İA: Tabii bu işe biraz daha idealist bir yerden yaklaşan insanların bir gün kendi ofisini açmak gibi bir güdüsü gelişiyor. Ancak bunun öncesinde sektörde yıllar içerisinde farklı ölçeklerde edinilen belirli ve çok yönlü bir tecrübeye bence kesinlikle ihtiyaç var. Okuldan mezun olur olmaz bu işe yönelen insanlar da var, onlar da kendi yolunda bu işi tecrübe ediyor ama bizim ayrı ayrı da stratejimiz bu yöndeydi. Önce mutfakta biraz işi öğrenmek… Aslında hiçbir zaman mesleğe karşı rüştünüzü ispatlama şansınız olmayan bir alan bu ve sürekli kendimizi geliştirmemiz gereken bir dinamiğe sahip. Ancak, “şefi siz olmadığınız mutfaklarda bu bize artık yetmiyor” dediğiniz yerde onu hissediyorsunuz zaten. Bizimkisi de biraz öyle artık tamamen kendi yolumuza yönelmek üzere kendi çağrısını yapmış bir süreç.

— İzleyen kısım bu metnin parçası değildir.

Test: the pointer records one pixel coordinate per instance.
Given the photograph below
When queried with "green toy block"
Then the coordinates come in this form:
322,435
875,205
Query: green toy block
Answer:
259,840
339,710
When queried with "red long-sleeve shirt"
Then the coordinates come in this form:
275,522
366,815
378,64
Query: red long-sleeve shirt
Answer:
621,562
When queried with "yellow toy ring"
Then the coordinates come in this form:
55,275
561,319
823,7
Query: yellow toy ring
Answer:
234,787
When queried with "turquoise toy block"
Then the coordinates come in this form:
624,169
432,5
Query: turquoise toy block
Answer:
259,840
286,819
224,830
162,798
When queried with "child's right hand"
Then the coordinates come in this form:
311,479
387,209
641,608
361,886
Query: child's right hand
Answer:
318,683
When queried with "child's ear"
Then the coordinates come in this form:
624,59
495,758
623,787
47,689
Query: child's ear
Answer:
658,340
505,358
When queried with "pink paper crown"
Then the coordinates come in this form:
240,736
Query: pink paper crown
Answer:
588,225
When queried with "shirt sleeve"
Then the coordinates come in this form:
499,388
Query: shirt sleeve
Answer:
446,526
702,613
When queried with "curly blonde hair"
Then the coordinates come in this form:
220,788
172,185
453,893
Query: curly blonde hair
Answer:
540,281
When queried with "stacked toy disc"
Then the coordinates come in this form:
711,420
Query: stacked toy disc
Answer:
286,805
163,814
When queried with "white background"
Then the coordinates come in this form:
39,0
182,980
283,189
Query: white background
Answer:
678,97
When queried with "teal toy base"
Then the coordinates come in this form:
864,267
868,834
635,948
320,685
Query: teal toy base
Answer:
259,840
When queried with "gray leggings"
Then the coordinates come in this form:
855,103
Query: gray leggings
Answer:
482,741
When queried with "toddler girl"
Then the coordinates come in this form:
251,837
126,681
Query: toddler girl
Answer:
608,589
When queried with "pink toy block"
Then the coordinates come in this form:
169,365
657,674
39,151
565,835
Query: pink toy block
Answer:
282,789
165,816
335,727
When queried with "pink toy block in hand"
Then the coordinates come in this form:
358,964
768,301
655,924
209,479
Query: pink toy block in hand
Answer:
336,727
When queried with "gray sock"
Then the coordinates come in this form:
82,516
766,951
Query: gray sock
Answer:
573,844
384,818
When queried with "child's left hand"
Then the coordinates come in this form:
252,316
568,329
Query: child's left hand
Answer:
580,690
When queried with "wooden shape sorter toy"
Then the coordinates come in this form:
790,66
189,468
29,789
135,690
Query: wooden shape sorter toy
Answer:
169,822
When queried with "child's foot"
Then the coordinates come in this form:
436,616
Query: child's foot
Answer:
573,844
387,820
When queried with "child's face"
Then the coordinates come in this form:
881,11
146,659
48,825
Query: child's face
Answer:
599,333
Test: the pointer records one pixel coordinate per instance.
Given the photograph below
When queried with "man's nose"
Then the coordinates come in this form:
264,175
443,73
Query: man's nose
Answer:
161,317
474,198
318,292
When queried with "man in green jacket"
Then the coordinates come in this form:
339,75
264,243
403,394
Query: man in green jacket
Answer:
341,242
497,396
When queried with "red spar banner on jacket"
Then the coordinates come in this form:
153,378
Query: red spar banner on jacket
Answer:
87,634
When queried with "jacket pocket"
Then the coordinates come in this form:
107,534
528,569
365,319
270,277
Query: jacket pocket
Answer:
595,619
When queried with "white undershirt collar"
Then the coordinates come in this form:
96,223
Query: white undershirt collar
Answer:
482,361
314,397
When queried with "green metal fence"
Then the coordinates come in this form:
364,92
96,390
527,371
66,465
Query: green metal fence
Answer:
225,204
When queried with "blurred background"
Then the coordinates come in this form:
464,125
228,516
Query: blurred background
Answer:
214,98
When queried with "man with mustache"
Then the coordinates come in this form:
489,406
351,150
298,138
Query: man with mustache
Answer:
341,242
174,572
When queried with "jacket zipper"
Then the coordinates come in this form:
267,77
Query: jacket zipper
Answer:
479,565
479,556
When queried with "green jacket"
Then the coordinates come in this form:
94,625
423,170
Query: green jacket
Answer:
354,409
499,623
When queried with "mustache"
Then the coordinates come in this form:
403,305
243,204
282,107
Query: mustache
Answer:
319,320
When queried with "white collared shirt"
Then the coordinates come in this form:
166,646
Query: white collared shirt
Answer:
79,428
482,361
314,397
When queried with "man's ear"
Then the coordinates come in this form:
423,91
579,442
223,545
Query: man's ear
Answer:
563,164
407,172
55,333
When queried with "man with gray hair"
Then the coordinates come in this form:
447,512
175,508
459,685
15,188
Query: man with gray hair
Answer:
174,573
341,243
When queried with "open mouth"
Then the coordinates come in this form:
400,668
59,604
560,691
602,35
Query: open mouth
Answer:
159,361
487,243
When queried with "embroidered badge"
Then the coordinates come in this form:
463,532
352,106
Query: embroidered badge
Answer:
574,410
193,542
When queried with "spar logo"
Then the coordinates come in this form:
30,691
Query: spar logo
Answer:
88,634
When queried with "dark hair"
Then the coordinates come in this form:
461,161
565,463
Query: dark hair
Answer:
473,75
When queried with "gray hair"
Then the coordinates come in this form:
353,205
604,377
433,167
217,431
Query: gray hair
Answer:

HB: 2018 milattır yani. 2019’da artık şirketi kurmuştuk. Evden çalıştık ilk dönem. Şirketi kurduktan sonra çok hızlı bir şekilde Londra’dan bir iş aldık. Tamamen şans, eski bağlantılarımız ve bize olan güvenleri sayesinde, TRT’nin bir işiydi. Çağırdılar beni, “Bir iş var, yapar mısın?” Ben de burada ufak bir iş sanıyorum, “yaparız” dedim. Sonra dediler ki iş Londra’da. Nasıl yapacağız, daha ilk işimiz derken güvendiler bize. Yaptık ama zor da oldu tabii.
Sadece tasarım değil sanırım; uygulama da yaptınız…
HB: Tabii, buradan tırlara yükledik gittik. Uygulama ekibi gidemedi, refuse oldular; benim vizem çıkmadı, gidemedim; kardeşim Yurdaer gitti tek başına; oradan uygulamacılar bulduk vs. Dünyanın iş yapması en zor yerlerinden birisi İngiltere ama bir şekilde hallettik.
İA: Gerçek anlamda bizim için bir kırılma noktasıydı o iş. Olumlu yönde oldu neyse ki. Böyle bir şeyi yaşadığınız sırada tam olarak algılayamıyorsunuz. Ama işin içinden çıkıp nasıl bir süreç atlattığımızı anladığımız zaman “Tamam, artık bize bir şey olmaz” dedik.
Tanışmanızda işin, mesleğin rolü oldu mu?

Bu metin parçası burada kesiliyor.